The High Bias Struggle is Real

I'm doing research this semester on machine learning and fairness. But before I can really dig into that, I need a firmer grasp of machine learning terminology. So I've been working my way through a paper called "A Few Useful Things to Know about Machine Learning" by Pedro Domingos.

Sounds sweet and gentle, right? It's not (for little ol' me at least).

Part of the problem is that I'm a bit of an island on this one. This research is for an independent study that covers a lot more than the details of machine learning algorithms. It's about the process of regulating these tools, and involves public policy, law, ethical frameworks, corporations, nongovernmental regulatory bodies, individual psychology, education, and more.

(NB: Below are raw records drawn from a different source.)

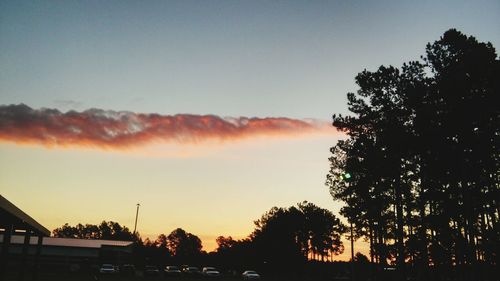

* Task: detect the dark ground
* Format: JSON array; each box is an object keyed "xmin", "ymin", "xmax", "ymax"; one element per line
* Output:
[{"xmin": 4, "ymin": 271, "xmax": 351, "ymax": 281}]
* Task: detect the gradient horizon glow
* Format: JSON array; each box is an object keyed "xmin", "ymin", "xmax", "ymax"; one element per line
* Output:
[{"xmin": 1, "ymin": 0, "xmax": 499, "ymax": 260}]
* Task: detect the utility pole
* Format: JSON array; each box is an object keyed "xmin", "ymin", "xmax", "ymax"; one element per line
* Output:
[{"xmin": 133, "ymin": 203, "xmax": 140, "ymax": 235}]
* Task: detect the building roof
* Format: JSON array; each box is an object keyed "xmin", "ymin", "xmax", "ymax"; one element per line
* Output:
[
  {"xmin": 4, "ymin": 235, "xmax": 133, "ymax": 248},
  {"xmin": 0, "ymin": 195, "xmax": 50, "ymax": 236},
  {"xmin": 41, "ymin": 237, "xmax": 133, "ymax": 248}
]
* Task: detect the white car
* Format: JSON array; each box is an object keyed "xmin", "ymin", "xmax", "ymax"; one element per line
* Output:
[
  {"xmin": 242, "ymin": 270, "xmax": 261, "ymax": 280},
  {"xmin": 202, "ymin": 267, "xmax": 221, "ymax": 277},
  {"xmin": 164, "ymin": 265, "xmax": 182, "ymax": 276},
  {"xmin": 99, "ymin": 264, "xmax": 116, "ymax": 274},
  {"xmin": 183, "ymin": 266, "xmax": 201, "ymax": 275}
]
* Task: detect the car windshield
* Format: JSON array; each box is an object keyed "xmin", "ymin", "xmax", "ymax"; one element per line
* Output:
[
  {"xmin": 102, "ymin": 265, "xmax": 113, "ymax": 269},
  {"xmin": 168, "ymin": 266, "xmax": 179, "ymax": 270},
  {"xmin": 245, "ymin": 271, "xmax": 257, "ymax": 274}
]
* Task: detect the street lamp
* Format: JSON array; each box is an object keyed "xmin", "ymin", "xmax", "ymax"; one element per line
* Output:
[{"xmin": 133, "ymin": 203, "xmax": 140, "ymax": 235}]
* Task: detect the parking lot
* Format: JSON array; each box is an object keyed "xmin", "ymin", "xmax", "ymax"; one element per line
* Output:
[
  {"xmin": 26, "ymin": 270, "xmax": 347, "ymax": 281},
  {"xmin": 96, "ymin": 276, "xmax": 245, "ymax": 281}
]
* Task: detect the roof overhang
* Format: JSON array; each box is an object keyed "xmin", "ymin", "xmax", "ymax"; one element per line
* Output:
[{"xmin": 0, "ymin": 195, "xmax": 50, "ymax": 236}]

That means I'm making the most out of my interdisciplinary program. But it also means that I have to save up my big computer science questions and try to find a nice computer scientist to talk them out with me, because I often learn best when I can ask questions and interrogate responses. Until then, I'm left to my own devices. And that often involves writing out ideas to try to get them straight in my head.

Last night, I tackled this sentence by Googling things, searching the trusty Artificial Intelligence: A Modern Approach, and asking questions of a kind software engineer:

"A linear learner has high bias, because when the frontier between two classes is not a hyperplane the learner is unable to induce it."

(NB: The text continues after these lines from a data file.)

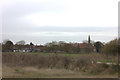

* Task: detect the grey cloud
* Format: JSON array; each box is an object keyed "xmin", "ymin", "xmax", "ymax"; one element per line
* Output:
[
  {"xmin": 28, "ymin": 27, "xmax": 117, "ymax": 32},
  {"xmin": 3, "ymin": 32, "xmax": 117, "ymax": 45},
  {"xmin": 3, "ymin": 26, "xmax": 117, "ymax": 33},
  {"xmin": 2, "ymin": 0, "xmax": 118, "ymax": 44},
  {"xmin": 3, "ymin": 1, "xmax": 68, "ymax": 19}
]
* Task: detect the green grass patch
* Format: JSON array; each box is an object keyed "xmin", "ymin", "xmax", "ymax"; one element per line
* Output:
[{"xmin": 97, "ymin": 59, "xmax": 116, "ymax": 63}]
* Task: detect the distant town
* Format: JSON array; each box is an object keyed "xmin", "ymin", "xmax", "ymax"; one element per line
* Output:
[{"xmin": 1, "ymin": 35, "xmax": 107, "ymax": 54}]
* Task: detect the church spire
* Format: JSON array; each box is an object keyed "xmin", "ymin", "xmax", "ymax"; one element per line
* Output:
[{"xmin": 88, "ymin": 35, "xmax": 90, "ymax": 43}]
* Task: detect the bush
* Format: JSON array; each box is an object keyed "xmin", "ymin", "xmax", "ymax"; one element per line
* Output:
[
  {"xmin": 101, "ymin": 39, "xmax": 118, "ymax": 55},
  {"xmin": 71, "ymin": 56, "xmax": 92, "ymax": 72}
]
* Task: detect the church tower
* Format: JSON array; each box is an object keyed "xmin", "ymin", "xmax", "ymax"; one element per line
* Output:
[{"xmin": 88, "ymin": 35, "xmax": 90, "ymax": 43}]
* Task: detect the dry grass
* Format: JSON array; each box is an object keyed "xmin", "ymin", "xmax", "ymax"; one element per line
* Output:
[
  {"xmin": 2, "ymin": 65, "xmax": 117, "ymax": 78},
  {"xmin": 2, "ymin": 52, "xmax": 119, "ymax": 78}
]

This is describing an area in which data scientists need to be particularly careful when designing machine learning algorithms. Here's my translation:

"A computer model that is designed to find a way to explain patterns in example data by drawing a clear-cut, straight boundary between Things of Type 1 and Things of Type 2 can be way off in some cases. For one, the patterns in the data might be messier than can be represented by a straight boundary. It might be impossible to clearly say, 'Hey, everyone on that side of the line is this thing, and every on this side of the line is that thing.' Things that fall into the same category may be more mixed together.

Applying a computer model that tries to find a straight boundary to that kind of mixed-up data will give you some sort of model that works. It will find some sort of boundary. But it won't draw the right conclusions from the examples it is fed, and it won't tell you about the way the real world works. This is one reason it is important to make sure you understand your data and are looking for the right kinds of patterns."

And here's how I got to that... (If you're a machine learning person and happen to be reading this, please let me know if I got anything wrong so I can learn!)

Background

First, some context. Machine learning is a process in which a computer program learns how to apply rules it has learned based on a set of known data to data it hasn't seen before. The rules aren't universal truths but are based on probabilities learned from that initial data set. The process of learning the rules is called induction. And the ability to apply the rules learned from the training set to data in the wild is called generalization.

That's basically how humans learn some things, too. You understand basic rules about how the world works, and when you encounter new information that you haven't experienced before, you make a best guess about how to deal with it based on the thing you've learned were true.

In the case of machine learning, a programmer writes code that directs a computer to process a set of data (which could be about anything). When the program is learning the rules of its world, it is fed data as an input and it is told what data is the output. The program includes mathematical functions that change over time, creating and refining rules as it processes more input-output pairs.

The program or model being trained in this way is called the "learner." After it has learned all of the rules it can from its test data, the program is then run on data it has not encountered before. It's goal—like yours is when you learn—is to draw conclusions about that new data based on the rules it learned.

Sometimes, the learner has been taught that data can be organized into a few categories or classes of things depending on the features it has. That kind of program is called a classifier. It is applied to new data and classifies that data based on the rules that it learned. A common example of classification in practice is a spam filter. The filter is a classifier that classifies emails as either spam or not.

Linear Learner + Hyperplane + the Frontier Between Two Classes

The phrase "a linear learner" is referring to the model that is being trained to become a classifier. It is linear because a mathematical function can be written that neatly separates the data into categories—things either falls on one side of the line or the other. The red and blue lines in the image at right are separating the data in this way.

The "hyperplane" is the term used to describe the line. It can take up two dimensions or more.

The "frontier" refers that border formed by the line/hyperplane.

High Bias

Bias means that the learner is learning something, but that something is not what it is supposed to be learning. In situations of high bias, the model that was created doesn't capture the patterns that are most important in the data, and that means they may miss a lot of stuff when they're applied to real-world data sets (not just the training data).

High variance learners, in contrast, do a great job at accounting for all of the patterns in the training data. But when applied in the wild, they might overfit, or pick up a lot of random stuff that isn't related at all to the patterns that were most important.

Unable to Induce It

The word induce here refers to the way these computer programs formulate rules about data—the process of induction.